What to do when none of your friends has time for a board or escape room game? Well, you could play on your own and solve the mystery of Journal 29.
Journal 29 calls itself an Interactive Book Game. What you get are 63 riddles on 148 pages and a tiny bit of setup:
»A top secret excavation did not bring any result for 28 weeks. It was on the 29th week that something unexpected happened. The team disappeared and the only thing that was left behind was their Journal.«
Every two pages of the journal contain a riddle. You need a pencil and a browser to solve them. The solution is a word or a number which you enter on a webpage. If your answer is correct you get a keyword, which you will need in future riddles. You can skip some riddles but at some points you can’t get any further unless you have found the keywords from earlier riddles.
I played through the book in five days. Some riddles are fairly easy so you can rush through the pages. But sooner or later you will get stuck. My first big problem was page 12. I was fairly certain how to solve the riddle but none of my ideas led to the right code. So far I hadn’t written anything in the book, to maybe lend it to a friend later. But this little thing got me so frustrated that I ripped out the page and started playing with some symbols to solve this. But still, I couldn’t. One day later I still had no idea, so I looked at the hints & tips section of the book’s website. Of course, there was no need to rip the page out. The hints were right in front of me. I was just too blind to see.
In the end I needed help with 8 out of 63 riddles. It was probably not a good idea to start the book when I had a deadline in front of me. I felt rushed, I should have taken more time. I guess I could have solved another four riddles without any help if I had tried them again some days later. The riddles are not unfair. There are enough hints to solve them. Although you might find a hint but interpret it the wrong way. In two or three cases I was far off with my ideas. Very far off. Sometimes it doesn’t help if you know a lot of other riddles, you tend to make things too complicated. Here’s a little advice: If you think about writing an algorithm because you are convinced that a certain riddle is based on a certain Chiffre, you are on the wrong track!
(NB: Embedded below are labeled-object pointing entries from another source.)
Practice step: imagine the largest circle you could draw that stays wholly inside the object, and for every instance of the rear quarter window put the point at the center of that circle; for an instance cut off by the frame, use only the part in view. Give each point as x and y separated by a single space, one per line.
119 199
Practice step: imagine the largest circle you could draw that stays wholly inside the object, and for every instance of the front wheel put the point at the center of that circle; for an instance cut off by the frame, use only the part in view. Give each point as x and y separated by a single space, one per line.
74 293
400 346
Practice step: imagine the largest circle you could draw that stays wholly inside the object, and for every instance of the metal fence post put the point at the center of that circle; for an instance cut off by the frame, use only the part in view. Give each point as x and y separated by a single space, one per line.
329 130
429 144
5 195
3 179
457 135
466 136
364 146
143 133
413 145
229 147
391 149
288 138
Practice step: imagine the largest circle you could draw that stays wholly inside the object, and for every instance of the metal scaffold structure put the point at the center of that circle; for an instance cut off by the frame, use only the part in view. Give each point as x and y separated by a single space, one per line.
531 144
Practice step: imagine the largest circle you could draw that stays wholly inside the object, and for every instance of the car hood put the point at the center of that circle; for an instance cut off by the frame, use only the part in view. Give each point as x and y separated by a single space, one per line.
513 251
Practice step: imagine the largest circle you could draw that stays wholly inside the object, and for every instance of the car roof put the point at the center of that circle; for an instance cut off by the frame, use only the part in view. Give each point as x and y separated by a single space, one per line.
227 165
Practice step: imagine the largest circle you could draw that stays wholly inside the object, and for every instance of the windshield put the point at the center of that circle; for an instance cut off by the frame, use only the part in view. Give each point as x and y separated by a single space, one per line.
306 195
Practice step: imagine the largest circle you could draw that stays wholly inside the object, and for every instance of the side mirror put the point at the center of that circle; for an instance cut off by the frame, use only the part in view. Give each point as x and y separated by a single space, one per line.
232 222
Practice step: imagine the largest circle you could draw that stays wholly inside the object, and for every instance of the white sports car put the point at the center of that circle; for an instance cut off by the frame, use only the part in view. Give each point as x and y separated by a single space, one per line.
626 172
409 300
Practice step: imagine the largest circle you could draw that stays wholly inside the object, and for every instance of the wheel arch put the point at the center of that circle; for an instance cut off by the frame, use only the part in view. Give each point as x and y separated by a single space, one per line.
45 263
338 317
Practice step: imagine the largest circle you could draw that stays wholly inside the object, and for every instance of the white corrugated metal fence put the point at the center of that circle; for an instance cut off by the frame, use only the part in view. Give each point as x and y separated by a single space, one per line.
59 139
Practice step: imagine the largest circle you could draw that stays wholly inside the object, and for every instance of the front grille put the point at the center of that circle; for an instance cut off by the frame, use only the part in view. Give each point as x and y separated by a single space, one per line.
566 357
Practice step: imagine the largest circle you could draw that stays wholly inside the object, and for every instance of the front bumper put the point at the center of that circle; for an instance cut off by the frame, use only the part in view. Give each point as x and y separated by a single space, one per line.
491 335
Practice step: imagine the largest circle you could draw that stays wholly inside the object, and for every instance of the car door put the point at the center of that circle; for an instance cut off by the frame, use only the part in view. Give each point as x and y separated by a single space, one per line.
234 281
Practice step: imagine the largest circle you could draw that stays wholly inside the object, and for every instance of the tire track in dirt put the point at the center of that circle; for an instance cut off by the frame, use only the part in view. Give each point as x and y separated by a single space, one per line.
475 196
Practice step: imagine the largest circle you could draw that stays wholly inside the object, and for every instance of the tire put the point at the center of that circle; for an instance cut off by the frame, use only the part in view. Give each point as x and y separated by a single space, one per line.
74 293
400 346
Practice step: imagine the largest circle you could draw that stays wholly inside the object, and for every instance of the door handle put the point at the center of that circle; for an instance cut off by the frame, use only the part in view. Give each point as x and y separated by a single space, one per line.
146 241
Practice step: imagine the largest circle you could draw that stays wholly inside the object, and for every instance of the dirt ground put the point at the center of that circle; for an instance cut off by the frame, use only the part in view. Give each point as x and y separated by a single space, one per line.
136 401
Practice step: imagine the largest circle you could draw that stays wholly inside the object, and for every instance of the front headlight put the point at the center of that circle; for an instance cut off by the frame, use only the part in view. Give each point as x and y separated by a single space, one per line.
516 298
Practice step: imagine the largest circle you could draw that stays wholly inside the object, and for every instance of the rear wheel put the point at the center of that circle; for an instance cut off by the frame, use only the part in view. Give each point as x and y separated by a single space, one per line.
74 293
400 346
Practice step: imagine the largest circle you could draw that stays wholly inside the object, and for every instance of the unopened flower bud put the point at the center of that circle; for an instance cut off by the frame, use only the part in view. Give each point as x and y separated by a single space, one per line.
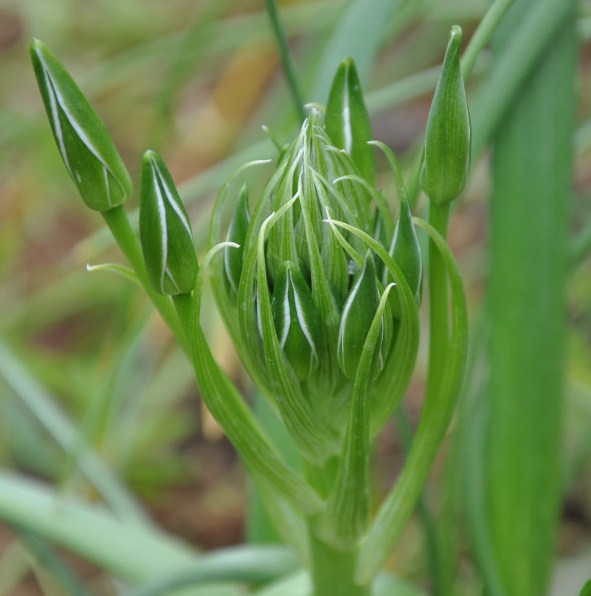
165 231
237 234
85 145
296 321
347 120
357 316
447 140
405 250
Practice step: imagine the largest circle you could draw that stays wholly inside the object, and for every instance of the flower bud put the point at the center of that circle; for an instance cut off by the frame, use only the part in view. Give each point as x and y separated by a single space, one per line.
347 120
357 316
405 250
447 139
237 234
165 231
296 321
85 145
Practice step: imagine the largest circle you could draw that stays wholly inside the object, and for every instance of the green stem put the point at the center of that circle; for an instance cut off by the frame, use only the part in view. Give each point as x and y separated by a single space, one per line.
123 233
286 60
433 553
438 298
333 570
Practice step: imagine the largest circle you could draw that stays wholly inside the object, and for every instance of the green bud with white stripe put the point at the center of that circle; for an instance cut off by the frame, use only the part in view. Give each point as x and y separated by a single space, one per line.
165 231
296 321
406 251
237 234
357 316
85 145
447 139
347 119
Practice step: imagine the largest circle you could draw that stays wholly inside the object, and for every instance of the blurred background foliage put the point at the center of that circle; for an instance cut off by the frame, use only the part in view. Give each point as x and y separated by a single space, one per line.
82 355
There are three small things the book could have improved on:
- You enter the codes on a website. It is fairly easy to collect all the wrong answers and give some hints (if a user wants them), if certain codes are entered that indicate that the user is on the right track but not quite there.
- The book starts with a tiny setup. It would have been nice to advance the story through the website. I always prefer a story to »just« puzzle solving without much context.
- As per usual: QR codes are ugly. And you don’t even need them cause the URLs are short and easy enough. There is also no need to write »Scan or visit the url above to answer and collect the key« on every second page.
Despite my usual nitpicking, this is a really great book for everybody who loves riddles. You can play it on your own when your friends don’t have time for another escape room game. It’s cheaper than most of the current escape room games and will definitely last longer. This is also a good idea for a present.
And don’t rush this like me – take your time!